2.5.2.2. Gezien alle omstandigheden, is het hof dan ook van oordeel dat de VvE in redelijkheid tot het besluit tot verwerping van het agendapunt van [appellant] heeft kunnen komen. Het hof wijst het verzoek van [appellant] tot vernietiging van het besluit van
16 juni 2021 af. Grief II slaagt daarom niet.
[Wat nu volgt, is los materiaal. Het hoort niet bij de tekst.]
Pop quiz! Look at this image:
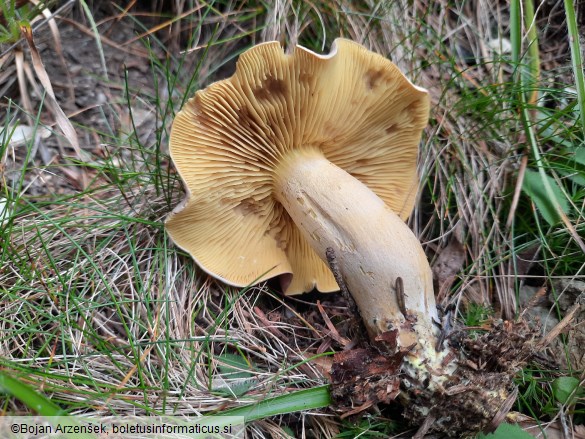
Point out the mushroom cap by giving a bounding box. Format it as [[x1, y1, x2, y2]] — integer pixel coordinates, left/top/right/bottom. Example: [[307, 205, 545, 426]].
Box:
[[166, 39, 429, 294]]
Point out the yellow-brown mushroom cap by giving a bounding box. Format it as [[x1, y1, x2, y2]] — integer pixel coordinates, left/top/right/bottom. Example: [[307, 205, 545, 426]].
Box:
[[166, 39, 429, 294]]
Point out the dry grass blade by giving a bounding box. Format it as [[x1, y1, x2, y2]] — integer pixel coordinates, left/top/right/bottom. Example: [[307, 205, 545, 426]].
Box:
[[20, 26, 80, 159], [14, 49, 33, 124], [30, 0, 75, 102]]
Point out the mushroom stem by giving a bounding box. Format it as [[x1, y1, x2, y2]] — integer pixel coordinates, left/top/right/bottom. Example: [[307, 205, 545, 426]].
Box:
[[274, 149, 454, 384]]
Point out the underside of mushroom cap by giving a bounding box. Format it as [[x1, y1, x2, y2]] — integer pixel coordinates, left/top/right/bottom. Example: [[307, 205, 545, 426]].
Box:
[[166, 39, 429, 294]]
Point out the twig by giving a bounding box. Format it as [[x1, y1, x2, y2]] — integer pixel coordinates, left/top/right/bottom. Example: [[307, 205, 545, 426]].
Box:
[[536, 293, 585, 351]]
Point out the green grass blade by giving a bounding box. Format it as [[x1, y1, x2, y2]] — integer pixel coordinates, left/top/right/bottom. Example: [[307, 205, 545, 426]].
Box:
[[565, 0, 585, 141], [218, 386, 331, 422], [0, 372, 66, 416]]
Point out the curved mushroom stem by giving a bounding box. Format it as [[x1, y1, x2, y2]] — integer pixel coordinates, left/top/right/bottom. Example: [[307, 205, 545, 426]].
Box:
[[274, 149, 456, 388]]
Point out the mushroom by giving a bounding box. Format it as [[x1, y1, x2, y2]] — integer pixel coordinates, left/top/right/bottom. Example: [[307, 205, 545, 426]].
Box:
[[166, 39, 512, 436]]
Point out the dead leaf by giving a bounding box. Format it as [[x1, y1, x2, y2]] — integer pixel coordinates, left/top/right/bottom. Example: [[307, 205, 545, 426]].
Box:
[[20, 25, 85, 160], [433, 237, 465, 302]]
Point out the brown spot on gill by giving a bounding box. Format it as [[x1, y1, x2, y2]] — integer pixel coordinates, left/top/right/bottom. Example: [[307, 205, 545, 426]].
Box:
[[234, 198, 264, 216], [253, 76, 288, 100], [364, 69, 384, 90]]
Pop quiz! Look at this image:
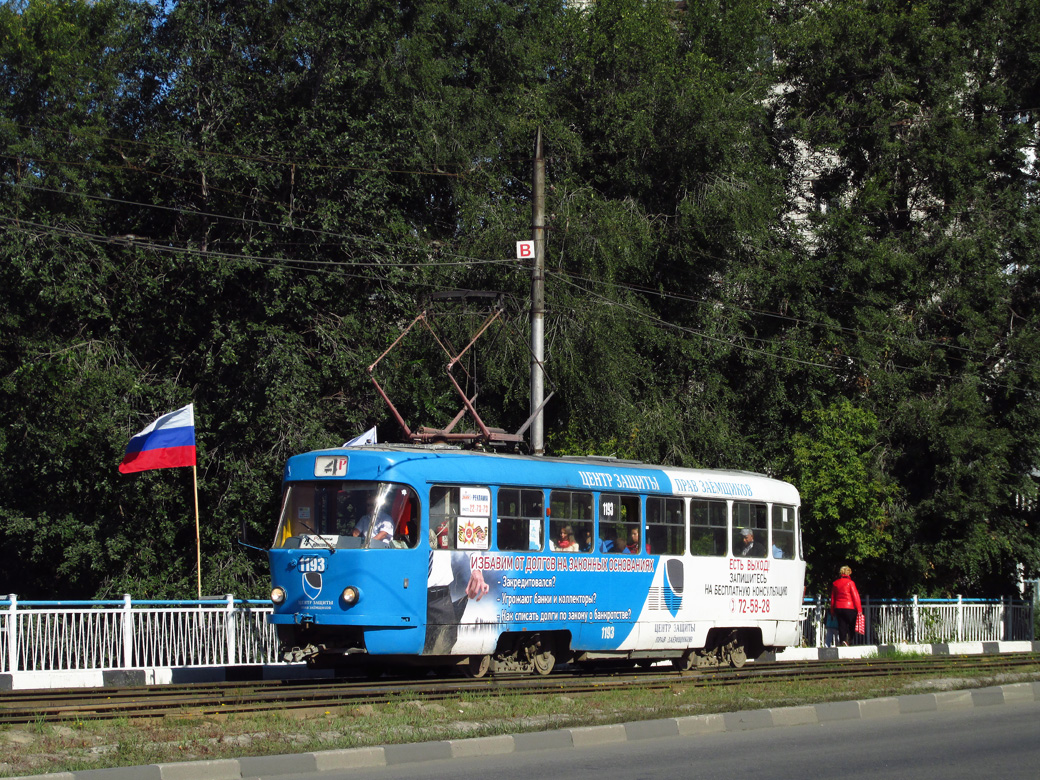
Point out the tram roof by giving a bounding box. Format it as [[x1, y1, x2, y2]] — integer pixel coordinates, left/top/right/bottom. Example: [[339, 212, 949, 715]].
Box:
[[285, 444, 799, 503]]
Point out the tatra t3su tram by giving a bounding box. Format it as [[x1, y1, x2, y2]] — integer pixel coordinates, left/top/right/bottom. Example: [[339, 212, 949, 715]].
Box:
[[269, 445, 805, 676]]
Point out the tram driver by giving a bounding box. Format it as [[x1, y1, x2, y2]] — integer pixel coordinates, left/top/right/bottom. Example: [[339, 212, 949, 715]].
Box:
[[354, 491, 393, 547]]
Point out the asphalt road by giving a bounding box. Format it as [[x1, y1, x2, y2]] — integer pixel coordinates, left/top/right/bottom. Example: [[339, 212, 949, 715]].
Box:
[[283, 702, 1040, 780]]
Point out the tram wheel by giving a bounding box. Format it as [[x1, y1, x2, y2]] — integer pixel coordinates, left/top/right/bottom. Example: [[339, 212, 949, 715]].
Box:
[[672, 650, 697, 672], [530, 649, 556, 676], [463, 655, 491, 678]]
2.5.2.3. Omdat grief II niet slaagt, slaagt grief I eveneens niet omdat voor de beoordeling van deze zaak het toetsingskader van artikel 5:130 BW in wezen hetzelfde is als het toetsingskader van artikel 5:121 BW. Zowel bij artikel 5:130 BW als bij artikel 5:121 BW wordt de verhouding tussen mede-eigenaars (al dan niet in de vorm van de VvE) in essentie beheerst door de redelijkheid en billijkheid. De omstandigheden waarom het besluit van
16 juni 2021 tot verwerping van het verzoek van [appellant] om een mandaat niet vernietigd moet worden, zijn in dit geval hetzelfde als de omstandigheden die dragend zijn voor een redelijke weigering van de verzochte toestemming dan wel vervangende machtiging voor de herstelwerkzaamheden op grond van artikel 5:121 BW. Het niet slagen van de door [appellant] geformuleerde grieven betekent ook dat het verzoek van [appellant] om vervangende machtiging niet zal slagen. De kantonrechter hoefde het onderscheid tussen artikel 5:130 en 5:121 BW naar het oordeel van het hof dan ook niet te maken. Grief I slaagt daarom niet.
2.5.2.4. De slotsom is dat het hof het verzoek van [appellant] tot vernietiging van het besluit en het verlenen van vervangende machtiging dan ook afwijst. Grief III behoeft daarom geen nadere bespreking. Reeds hierom komt het in hoger beroep de verzochte vergoeding van gemaakte kosten voor een bedrag van € 317,63 niet voor toewijzing in aanmerking.
2.5.3.
Het hof zal verder [appellant] , als de in het ongelijk gestelde partij, veroordelen in de kosten van de VvE in hoger beroep, begroot op een bedrag van € 1.114,- aan salaris gemachtigde. Daarbij verklaart het hof ambtshalve de kostenveroordeling in hoger beroep uitvoerbaar bij voorraad.

3.De beslissing

Het hof:
bekrachtigt de beschikking waarvan beroep;
veroordeelt [appellant] in de proceskosten van de VvE, begroot op een bedrag van € 1.114,- aan salaris gemachtigde;
verklaart deze kostenveroordeling uitvoerbaar bij voorraad en
wijst af hetgeen meer of anders gevorderd is.
Deze beschikking is gewezen door mrs. S.M.A.M. Venhuizen, R.R.M. de Moor en
R.L.G. Kraaijvanger en is in het openbaar uitgesproken op 24 maart 2022.